Porra. Porra! Eu não tive escolha, estendi a lata pra ele, com as mãos trêmulas. A primeira da minha vida. Sem ter dado sequer um gole nela.

- Valeu!

Ele pegou a lata e virou ela inteira, em questão de alguns segundos. Rock'n'roll. Eu, que tinha passado noites e mais noites sonhando sobre como seria aquela primeira cerveja, não fiz nada.

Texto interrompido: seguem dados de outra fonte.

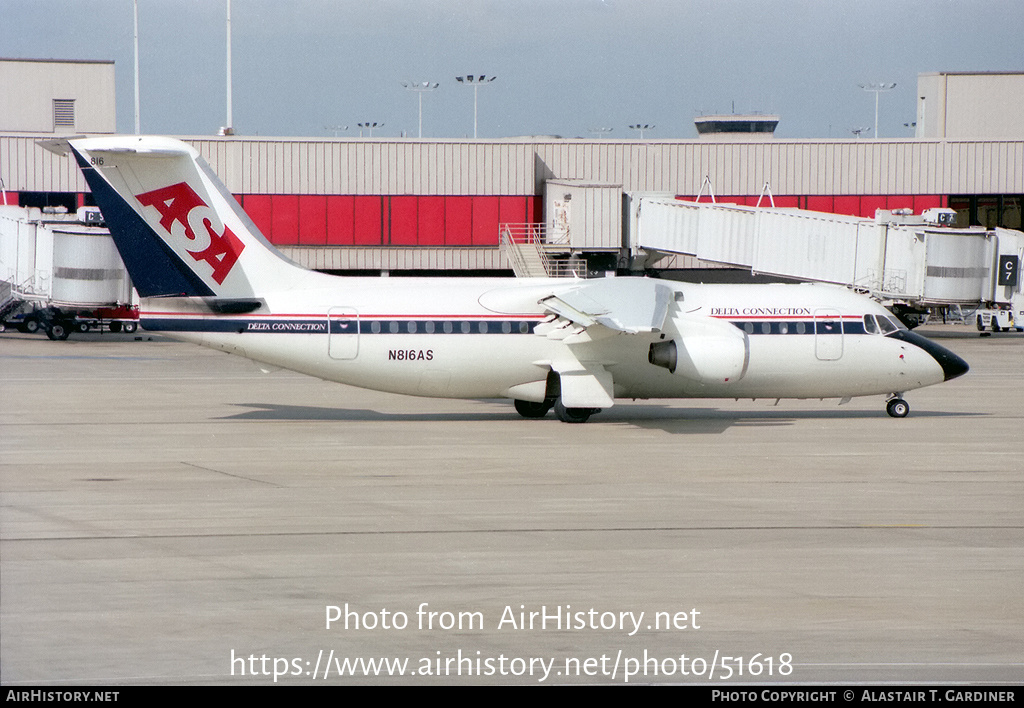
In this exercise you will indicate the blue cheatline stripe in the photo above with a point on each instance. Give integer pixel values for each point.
(801, 327)
(338, 326)
(406, 326)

Fiquei apenas ali entre as estantes de livros, parado, olhando, enquanto meu passaporte para a vida adulta escorria diretamente pra dentro da garganta do Lobão.


*Estou simplificando a questão das tribos de então: para ser mais preciso, eu tinha amigos que diziam que eram mods, punks, emos, playssons, e inclusive uma amigona que se definia como gótica lolitaoitentista.

**Naquela época, todos achávamos horrível que a famosa casa da Barra tivesse mudado o nome de "Metropolitan" para ATL Hall. Hoje, em tempos de "Km de Vantagens Hall", reconheço que éramos felizes e não sabíamos.

Breno Góes

Um comentário:

Pedro Du Bois disse...

Falando em Cachorro Grande, perdeu quem não conheceu e conviveu com o pai do Beto Bruno: Bocajão!